The association's director general Warwick Smith said the Health Service Medical Supplies (Costs) Bill – which received royal assent last month (April 28) – is designed to encourage greater transparency throughout the supply chain, when it comes to generics drug pricing.
The Bill follows a government watchdog’s on-going investigation into “suspected unfair pricing” as part of which manufacturer Pfizer and distributor Flynn Pharma were fined a total of nearly £90 million for overcharging the NHS for anti-epilepsy drug phenytoin sodium, while Actavis was accused of hiking the price of hydrocortisone tablets by over 12,000% in eight years.
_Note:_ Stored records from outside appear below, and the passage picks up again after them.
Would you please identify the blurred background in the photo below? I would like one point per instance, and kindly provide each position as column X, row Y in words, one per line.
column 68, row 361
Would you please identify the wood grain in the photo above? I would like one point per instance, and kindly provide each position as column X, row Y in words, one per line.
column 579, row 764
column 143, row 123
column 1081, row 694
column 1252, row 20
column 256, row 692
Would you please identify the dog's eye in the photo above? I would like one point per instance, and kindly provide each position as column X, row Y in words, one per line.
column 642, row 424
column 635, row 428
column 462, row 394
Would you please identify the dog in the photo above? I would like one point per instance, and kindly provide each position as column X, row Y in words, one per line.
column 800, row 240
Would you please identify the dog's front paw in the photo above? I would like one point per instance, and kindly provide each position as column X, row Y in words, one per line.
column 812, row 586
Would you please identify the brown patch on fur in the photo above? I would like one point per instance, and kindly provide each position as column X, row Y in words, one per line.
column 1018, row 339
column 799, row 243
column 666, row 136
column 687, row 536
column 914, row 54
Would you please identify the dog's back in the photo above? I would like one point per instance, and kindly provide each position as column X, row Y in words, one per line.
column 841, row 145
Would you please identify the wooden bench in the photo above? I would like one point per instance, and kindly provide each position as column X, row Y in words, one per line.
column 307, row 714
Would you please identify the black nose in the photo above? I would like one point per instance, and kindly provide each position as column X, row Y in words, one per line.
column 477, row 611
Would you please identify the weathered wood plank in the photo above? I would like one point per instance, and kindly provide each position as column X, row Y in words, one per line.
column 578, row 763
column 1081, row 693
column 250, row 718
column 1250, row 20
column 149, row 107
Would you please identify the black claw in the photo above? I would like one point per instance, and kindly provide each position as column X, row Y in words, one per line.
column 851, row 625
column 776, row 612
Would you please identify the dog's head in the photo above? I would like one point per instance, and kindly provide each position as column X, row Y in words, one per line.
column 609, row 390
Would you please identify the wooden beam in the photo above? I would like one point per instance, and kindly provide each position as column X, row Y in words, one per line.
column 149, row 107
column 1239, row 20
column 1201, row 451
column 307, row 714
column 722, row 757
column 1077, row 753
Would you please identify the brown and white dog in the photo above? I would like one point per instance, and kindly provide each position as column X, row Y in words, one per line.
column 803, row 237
The Bill will allow the government to intervene in the market to encourage “reasonable prices”, Mr Smith told C+D in an exclusive interview on Wednesday (May 24).
However, he added that the sector "needs to agree the sort of data and benchmarks" that companies will be governed by when deciding drug prices, before any further criticism is made of “disproportionate price rises in generics”.
“I don’t mind being criticised if we’ve done something wrong, but if we haven’t done anything wrong – because the data is not clear – that winds me up a bit,” Mr Smith said.
“The prices we see quoted in the press are normally reimbursement prices, and because of the way the drug tariff works, those reimbursement prices may be a lot higher than the actual prices charged by manufacturers,” Mr Smith (pictured below) explained.
“One of the things the Bill does is allow the NHS to see the actual sales prices, and prices charged throughout the supply chain – so what the manufacturer and wholesaler charges, and what the pharmacy pays for all products.”
Mr Smith said there are only a “small number of products where the price appears to have gone up for no good reason”.
The BGMA “would never defend an unreasonable price”, but there might be genuine reasons why the price of a generic drug has increased, including an increase in the cost of ingredients, a shortage, or even regulatory intervention, he added.
“Current arrangements work extremely well for the vast majority of generics, and we continue to have the lowest prices in Europe,” Mr Smith pointed out.
“What we should be able to do is identify those products where further intervention is necessary and have an understanding of what would trigger that further investigation.
“It is really important to get the right data collection and the right procedure for deciding if a price is set correctly or not,” he said.